Interaction between the type 4 pili machinery and a diguanylate cyclase fine-tune c-di-GMP levels during early biofilm formation
To initiate biofilmformation, it is critical for bacteria to sense a surface and respond precisely to activate downstream components of the biofilm program. Type 4 pili (T4P) and increasing levels of c-di-GMP have been shown to be important for surface sensing and biofilm formation, respectively; however, mechanisms important in modulating the levels of this dinucleotide molecule to define a precise output response are unknown. Here, using macroscopic bulk assays and single-cell tracking analyses of Pseudomonas aeruginosa, we uncover a role of the T4P alignment complex protein, PilO, in modulating the activity of the diguanylate cyclase (DGC) SadC. Two-hybrid and bimolecular fluorescence complementation assays, combined with genetic studies, are consistent with a model whereby PilO interacts with SadC and that the PilO–SadC interaction inhibits SadC’s activity, resulting in decreased biofilm formation and increased motility. Using single-cell tracking, we monitor both the mean c-di-GMP and the variance of this dinucleotide in individual cells.

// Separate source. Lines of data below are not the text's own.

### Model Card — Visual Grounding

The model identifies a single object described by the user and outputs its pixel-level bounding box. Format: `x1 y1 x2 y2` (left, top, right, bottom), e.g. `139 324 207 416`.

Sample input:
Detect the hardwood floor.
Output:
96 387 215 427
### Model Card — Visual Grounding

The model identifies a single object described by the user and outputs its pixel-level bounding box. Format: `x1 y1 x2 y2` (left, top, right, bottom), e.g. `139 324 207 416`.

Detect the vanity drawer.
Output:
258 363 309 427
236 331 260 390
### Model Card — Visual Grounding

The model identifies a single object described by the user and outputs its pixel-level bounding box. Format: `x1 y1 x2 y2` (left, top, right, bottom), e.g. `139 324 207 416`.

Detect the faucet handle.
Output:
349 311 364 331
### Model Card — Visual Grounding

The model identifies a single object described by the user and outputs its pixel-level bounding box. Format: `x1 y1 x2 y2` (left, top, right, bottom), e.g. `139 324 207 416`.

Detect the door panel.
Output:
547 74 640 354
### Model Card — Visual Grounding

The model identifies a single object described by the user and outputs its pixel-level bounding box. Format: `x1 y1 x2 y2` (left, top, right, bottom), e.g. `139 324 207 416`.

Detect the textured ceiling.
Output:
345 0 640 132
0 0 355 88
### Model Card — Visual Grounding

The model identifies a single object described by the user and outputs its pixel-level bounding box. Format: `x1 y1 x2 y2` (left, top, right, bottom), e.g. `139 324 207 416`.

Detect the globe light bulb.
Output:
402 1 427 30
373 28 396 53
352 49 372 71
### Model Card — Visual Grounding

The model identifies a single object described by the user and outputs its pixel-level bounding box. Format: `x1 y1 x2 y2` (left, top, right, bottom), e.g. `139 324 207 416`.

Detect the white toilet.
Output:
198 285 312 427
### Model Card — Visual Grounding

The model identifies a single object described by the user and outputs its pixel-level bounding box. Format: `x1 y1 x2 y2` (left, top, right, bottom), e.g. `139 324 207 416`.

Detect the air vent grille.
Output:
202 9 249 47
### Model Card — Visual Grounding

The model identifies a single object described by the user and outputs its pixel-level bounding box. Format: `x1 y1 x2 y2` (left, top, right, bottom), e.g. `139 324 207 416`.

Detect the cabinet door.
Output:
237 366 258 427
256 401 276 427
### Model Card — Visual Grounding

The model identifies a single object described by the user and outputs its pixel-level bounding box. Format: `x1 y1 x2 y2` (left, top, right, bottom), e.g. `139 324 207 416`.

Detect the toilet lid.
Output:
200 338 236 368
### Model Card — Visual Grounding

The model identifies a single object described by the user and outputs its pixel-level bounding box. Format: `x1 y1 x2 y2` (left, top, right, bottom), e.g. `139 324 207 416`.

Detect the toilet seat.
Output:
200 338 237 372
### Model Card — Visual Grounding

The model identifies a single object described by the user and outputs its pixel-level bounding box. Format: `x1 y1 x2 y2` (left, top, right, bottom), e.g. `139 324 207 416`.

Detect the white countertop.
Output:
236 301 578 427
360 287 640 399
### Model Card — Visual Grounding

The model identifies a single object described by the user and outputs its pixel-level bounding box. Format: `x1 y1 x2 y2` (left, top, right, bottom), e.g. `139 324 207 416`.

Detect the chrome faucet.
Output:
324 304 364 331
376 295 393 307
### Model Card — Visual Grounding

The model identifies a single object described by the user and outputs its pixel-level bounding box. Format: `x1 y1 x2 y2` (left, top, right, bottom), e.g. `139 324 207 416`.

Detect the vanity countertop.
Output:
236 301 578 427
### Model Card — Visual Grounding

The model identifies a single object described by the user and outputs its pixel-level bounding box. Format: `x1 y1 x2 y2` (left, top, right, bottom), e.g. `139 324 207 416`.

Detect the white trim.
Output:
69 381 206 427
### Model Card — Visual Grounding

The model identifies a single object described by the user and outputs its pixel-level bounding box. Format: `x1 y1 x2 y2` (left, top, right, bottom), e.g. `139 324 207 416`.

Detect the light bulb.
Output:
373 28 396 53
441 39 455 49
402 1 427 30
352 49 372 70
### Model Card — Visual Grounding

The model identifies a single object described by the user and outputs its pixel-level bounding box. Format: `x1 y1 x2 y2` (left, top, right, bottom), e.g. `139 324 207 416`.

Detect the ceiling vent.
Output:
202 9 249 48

Mutations that increase PilO–SadC interaction modestly, but significantly, decrease both the average and variance in c-di-GMP levels on a cell-by-cell basis, while mutants that disrupt PilO–SadC interaction increase the mean and variance of c-di-GMP levels. This work is consistent with a model wherein P. aeruginosa uses a component of the T4P scaffold to fine-tune the levels of this dinucleotide signal during surface commitment. Finally, given our previous findings linking SadC to the flagellar machinery, we propose that this DGC acts as a bridge to integrate T4P and flagellar-derived input signals during initial surface engagement.